"Ditengah pandemi tak meghalangi siswa untuk studi, atasi berbagai kekurangan pihak sekolah untuk melakukan pembelajaran jarak jauh juga bisa dilakukan belajar melalui siaran radio"
isalnya di sebuah desa di Kabupaten Pekalongan, Jawa Tengah, memanfaatkan radio komunitas sebagai metode pembelajaran jarak jauh bagi murid-murid sekolah dasar mengingat masih banyak orang tua murid tidak memiliki telepon seluler dan akses internet di tengah pandemi Covid-19. "Bagaimana kabar anak-anakku tersayang siswa siswi kelas enam di SDN 01 Tegalontar? Mudah-mudahan kalian tetap sehat dan semangat ya. Kalian pasti sudah menunggu kehadiran bu guru yang siap menemani kalian belajar. Hari ini ibu guru akan menyampaikan pelajaran kesukaanmu," demikian celoteh Sri Windarni, guru kelas 6 Sekolah Dasar Negeri 01 Tegalontar, Kecamatan Sragi, Kabupaten Pekalongan, Jawa Tengah, saat membuka kelas mata pelajaran matematika.

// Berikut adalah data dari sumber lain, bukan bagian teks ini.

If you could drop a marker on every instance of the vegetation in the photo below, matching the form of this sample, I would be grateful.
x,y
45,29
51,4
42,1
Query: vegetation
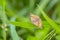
x,y
15,22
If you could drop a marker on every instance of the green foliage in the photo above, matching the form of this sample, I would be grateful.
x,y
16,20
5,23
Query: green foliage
x,y
15,23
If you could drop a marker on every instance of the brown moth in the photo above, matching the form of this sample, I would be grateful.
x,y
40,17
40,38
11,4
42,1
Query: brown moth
x,y
36,20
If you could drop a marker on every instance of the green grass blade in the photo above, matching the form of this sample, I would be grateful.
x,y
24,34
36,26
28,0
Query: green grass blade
x,y
51,22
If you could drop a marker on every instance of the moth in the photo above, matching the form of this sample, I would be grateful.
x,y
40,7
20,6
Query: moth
x,y
36,20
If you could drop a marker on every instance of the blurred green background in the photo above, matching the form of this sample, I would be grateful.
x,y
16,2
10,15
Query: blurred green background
x,y
15,23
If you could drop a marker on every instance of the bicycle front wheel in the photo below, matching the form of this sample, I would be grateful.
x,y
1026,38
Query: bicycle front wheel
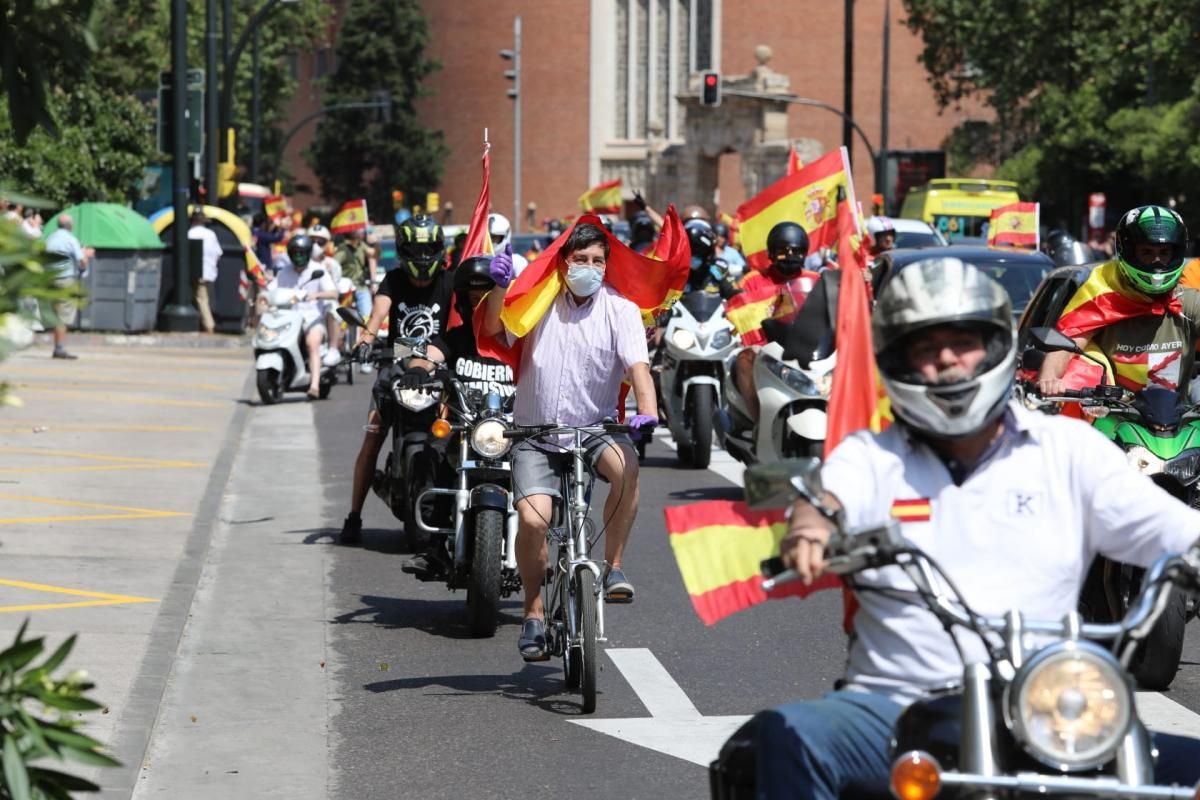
x,y
586,625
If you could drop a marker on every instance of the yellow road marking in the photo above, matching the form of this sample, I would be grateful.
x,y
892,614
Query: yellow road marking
x,y
129,512
101,597
130,400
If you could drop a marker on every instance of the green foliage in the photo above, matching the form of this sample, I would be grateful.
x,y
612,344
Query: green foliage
x,y
37,722
1089,95
382,47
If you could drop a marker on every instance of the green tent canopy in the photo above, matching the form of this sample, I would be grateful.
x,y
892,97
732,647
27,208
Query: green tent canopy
x,y
107,226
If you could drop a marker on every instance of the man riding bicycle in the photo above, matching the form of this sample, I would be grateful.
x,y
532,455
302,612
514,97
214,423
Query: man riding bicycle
x,y
1018,505
571,370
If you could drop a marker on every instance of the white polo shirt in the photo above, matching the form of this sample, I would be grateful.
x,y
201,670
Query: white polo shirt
x,y
1020,533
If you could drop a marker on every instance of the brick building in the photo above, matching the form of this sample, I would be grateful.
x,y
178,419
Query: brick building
x,y
609,85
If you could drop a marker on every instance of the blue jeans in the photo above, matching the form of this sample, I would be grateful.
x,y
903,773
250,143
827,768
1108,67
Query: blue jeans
x,y
839,747
819,749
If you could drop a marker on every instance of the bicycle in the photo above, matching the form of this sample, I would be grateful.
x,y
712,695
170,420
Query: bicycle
x,y
574,583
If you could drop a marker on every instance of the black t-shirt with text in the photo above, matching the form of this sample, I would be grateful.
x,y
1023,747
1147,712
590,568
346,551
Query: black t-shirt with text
x,y
473,370
418,311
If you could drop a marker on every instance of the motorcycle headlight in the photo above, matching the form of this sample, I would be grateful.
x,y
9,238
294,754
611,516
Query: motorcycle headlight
x,y
415,400
790,376
487,439
683,340
1144,461
1071,705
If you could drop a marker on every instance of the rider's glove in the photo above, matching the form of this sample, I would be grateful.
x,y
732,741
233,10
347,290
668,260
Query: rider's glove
x,y
642,426
502,268
414,378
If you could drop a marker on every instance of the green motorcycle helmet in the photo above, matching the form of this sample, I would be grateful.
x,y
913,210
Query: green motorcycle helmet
x,y
1151,224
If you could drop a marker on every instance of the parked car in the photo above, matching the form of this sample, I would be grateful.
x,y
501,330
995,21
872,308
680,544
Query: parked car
x,y
1019,271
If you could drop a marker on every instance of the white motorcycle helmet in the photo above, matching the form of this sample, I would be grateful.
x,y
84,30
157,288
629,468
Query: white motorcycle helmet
x,y
498,228
931,293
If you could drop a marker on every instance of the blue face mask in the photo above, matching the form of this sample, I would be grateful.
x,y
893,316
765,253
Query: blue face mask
x,y
583,281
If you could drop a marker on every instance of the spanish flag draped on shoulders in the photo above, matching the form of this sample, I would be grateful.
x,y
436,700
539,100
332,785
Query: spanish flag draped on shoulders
x,y
1149,340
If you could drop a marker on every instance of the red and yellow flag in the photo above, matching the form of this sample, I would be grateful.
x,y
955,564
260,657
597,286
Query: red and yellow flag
x,y
719,546
1014,224
604,198
275,206
808,197
352,216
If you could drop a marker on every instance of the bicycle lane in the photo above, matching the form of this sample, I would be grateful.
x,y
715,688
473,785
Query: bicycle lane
x,y
415,697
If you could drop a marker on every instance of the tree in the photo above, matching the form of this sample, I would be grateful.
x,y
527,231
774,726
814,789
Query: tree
x,y
355,154
1079,88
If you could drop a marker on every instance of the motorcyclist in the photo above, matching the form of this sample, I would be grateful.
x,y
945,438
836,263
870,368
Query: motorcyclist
x,y
415,299
1132,311
472,281
1019,503
787,245
501,232
300,274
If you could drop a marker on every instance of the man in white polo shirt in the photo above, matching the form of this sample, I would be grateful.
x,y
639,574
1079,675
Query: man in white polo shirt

Intonasi dan irama suaranya pelan agar mudah dipahami siswa. Dia menyapa dan menyebut satu persatu beberapa nama siswa di kelas 6 yang diampunya. Tapi, Sri tentu tidak berhadapan langsung dengan anak-anak yang disapanya mengingat adanya larangan belajar di sekolah dan keharusan menerapkan pembelajaran jarak jauh sesuai instruksi Kementerian Pendidikan dan Kebudayaan.
Demi mendidik anak-anak muridnya, Sri—dan tiga guru lainnya yang mengajar di sekolah yang sama—mendadak menjadi penyiar radio. Mereka berinteraksi dengan para murid melalui udara dalam program Kelas Mengajar di Radio Komunitas.

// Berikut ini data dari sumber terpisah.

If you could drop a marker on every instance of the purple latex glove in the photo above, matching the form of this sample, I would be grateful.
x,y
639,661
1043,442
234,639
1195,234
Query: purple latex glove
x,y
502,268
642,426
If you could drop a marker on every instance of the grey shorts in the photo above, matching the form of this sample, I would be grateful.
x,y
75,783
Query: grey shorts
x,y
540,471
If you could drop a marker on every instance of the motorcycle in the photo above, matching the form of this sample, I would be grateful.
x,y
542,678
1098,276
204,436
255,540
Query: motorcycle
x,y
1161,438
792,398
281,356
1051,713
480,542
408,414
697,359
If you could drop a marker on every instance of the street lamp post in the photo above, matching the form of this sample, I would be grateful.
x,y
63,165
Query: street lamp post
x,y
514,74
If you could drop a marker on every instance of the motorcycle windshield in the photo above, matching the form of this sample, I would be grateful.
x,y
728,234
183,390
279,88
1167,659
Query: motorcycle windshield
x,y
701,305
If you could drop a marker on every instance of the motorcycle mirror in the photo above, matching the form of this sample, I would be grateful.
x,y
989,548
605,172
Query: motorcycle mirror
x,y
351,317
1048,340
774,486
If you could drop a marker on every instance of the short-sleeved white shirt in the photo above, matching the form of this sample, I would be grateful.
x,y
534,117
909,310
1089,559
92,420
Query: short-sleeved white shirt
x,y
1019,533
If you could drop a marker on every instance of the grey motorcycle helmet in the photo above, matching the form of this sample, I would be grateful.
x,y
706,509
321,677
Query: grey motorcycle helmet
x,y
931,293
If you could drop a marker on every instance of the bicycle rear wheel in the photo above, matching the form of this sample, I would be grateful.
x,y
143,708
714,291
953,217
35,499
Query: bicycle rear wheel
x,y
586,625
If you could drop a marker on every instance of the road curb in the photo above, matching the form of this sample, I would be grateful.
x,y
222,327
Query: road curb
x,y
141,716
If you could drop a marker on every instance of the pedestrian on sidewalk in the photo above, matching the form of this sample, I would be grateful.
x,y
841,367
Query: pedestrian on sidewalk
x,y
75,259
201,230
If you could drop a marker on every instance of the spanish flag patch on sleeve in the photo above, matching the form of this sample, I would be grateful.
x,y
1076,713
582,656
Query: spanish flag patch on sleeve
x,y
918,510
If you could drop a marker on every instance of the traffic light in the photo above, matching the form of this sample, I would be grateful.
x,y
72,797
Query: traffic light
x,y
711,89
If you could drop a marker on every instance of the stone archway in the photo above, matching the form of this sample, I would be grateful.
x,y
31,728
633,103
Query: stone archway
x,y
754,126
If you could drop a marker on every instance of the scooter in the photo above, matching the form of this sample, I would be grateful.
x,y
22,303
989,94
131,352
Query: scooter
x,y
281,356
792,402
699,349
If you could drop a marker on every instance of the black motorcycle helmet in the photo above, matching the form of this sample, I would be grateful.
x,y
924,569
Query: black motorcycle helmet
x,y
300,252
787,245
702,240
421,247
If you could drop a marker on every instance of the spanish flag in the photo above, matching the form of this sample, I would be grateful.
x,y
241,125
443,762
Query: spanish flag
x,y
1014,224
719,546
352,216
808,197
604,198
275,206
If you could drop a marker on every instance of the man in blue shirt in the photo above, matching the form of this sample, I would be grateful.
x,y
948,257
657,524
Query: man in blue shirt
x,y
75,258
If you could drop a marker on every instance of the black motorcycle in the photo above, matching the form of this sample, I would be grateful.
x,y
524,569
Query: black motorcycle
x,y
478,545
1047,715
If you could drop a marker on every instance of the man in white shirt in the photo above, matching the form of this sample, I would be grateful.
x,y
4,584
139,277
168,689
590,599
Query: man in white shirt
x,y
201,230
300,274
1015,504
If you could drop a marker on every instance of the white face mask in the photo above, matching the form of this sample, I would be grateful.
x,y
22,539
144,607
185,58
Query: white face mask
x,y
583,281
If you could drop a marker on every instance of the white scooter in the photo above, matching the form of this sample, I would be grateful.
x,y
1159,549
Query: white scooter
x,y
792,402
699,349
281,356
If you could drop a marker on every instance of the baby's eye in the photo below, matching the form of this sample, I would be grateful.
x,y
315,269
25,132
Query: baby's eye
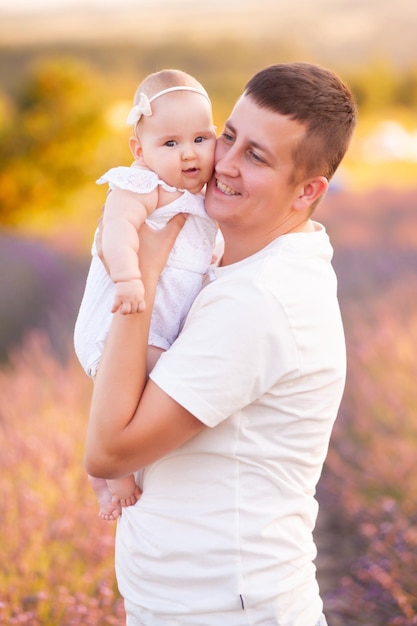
x,y
227,136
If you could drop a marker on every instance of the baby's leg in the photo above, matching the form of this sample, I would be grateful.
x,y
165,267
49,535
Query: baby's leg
x,y
152,356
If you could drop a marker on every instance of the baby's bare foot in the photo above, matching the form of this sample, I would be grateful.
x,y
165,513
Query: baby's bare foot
x,y
132,499
110,506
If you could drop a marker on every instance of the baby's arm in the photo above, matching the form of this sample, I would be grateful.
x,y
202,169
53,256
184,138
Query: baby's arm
x,y
124,213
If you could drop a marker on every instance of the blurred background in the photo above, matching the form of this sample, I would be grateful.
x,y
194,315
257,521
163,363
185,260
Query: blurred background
x,y
68,71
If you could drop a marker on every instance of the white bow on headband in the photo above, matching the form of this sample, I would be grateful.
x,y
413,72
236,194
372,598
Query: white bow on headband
x,y
143,107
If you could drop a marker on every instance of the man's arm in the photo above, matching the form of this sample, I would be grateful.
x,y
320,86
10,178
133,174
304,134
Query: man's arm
x,y
132,421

Mengajar melalui siaran radio
Tak mudah bagi para guru berada di ruang siaran milik Radio Komunitas PPK FM Sragi, Pekalongan. "Sama sekali buta tentang radio, bagaimana menjadi seorang penyiar. Apalagi dengan alat-alat itu. Awalnya kurang fokus, mikrofon kurang mendekat atau posisi ke di bawah mulut jadi hasilnya suara kurang jelas," tutur Sri Windarni seperti dirilis BBC Indonesia.

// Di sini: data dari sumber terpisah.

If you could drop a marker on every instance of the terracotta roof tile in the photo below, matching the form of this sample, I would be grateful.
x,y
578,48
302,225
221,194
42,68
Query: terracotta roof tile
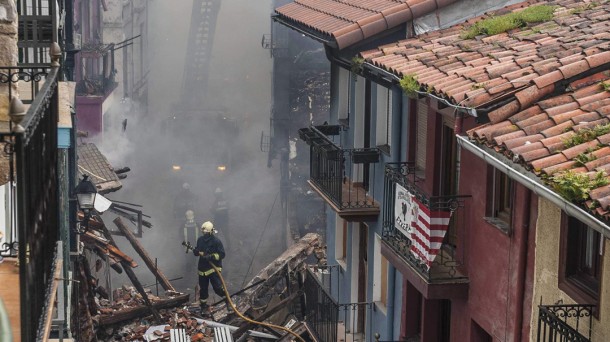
x,y
349,22
583,104
559,167
513,143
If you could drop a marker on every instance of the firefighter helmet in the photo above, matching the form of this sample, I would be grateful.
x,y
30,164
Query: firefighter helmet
x,y
208,227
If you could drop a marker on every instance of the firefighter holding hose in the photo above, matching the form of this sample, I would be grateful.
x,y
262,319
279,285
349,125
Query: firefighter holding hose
x,y
210,251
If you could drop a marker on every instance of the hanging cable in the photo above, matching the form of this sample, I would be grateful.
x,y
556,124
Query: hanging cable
x,y
259,240
269,325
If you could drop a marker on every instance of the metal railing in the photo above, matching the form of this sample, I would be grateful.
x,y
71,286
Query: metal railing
x,y
449,259
564,322
330,320
34,150
337,172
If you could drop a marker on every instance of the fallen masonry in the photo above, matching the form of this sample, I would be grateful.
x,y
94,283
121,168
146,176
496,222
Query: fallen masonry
x,y
133,313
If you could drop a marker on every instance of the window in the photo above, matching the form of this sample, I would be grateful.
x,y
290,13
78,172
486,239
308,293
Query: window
x,y
344,96
383,133
580,261
380,276
421,129
499,199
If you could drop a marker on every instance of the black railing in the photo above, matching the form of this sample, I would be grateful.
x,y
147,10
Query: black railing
x,y
446,264
342,175
330,320
564,322
34,149
321,310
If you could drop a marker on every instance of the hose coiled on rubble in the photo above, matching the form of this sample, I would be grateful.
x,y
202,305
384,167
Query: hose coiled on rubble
x,y
269,325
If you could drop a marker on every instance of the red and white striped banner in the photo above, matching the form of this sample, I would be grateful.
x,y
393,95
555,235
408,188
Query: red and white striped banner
x,y
430,229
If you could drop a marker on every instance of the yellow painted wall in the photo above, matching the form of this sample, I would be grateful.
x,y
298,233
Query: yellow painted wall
x,y
546,273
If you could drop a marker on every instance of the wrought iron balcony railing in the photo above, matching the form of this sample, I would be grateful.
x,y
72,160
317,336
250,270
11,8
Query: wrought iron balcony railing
x,y
564,322
33,150
428,243
341,176
330,320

Guru kelas 6 itu mengaku, awalnya tak percaya diri ketika berada di ruang siaran. Ada kekhawatiran siswanya tak mampu memahami materi pembelajaran yang disampaikan karena tak punya keahlian. "Suara saya lucu, medok (logat) Jawa nampak sekali. Katanya tidak apa-apa, itu menunjukan kelokalan kita sebagai orang Pekalongan. Kalau siaran menyampaikan materi pelan, maksudnya agar anak bisa mengikuti semua instruksi," lanjutnya.
Saat ditemui di ruang siaran, Sri tampak berpakaian dinas batik Korpri dan duduk menghadap mikrofon. Kedua telinganya tertutup headset. Tangannya memegang beberapa lembar kertas berisi materi pelajaran hari itu. Ketika Sri sedang siaran, Noni Arnee, wartawan di Pekalongan, menjumpai murid-murid Sri di suatu rumah. Mereka duduk melingkar lesehan di atas tikar, saling berjarak satu sama lainnya. Semua bermasker. Di hadapan mereka terdapat alat tulis lengkap dan sebuah radio analog kecil berwarna hitam. Dari perangkat radio itulah suara guru mereka berasal. Kadang terdengar jelas, kadang menghilang.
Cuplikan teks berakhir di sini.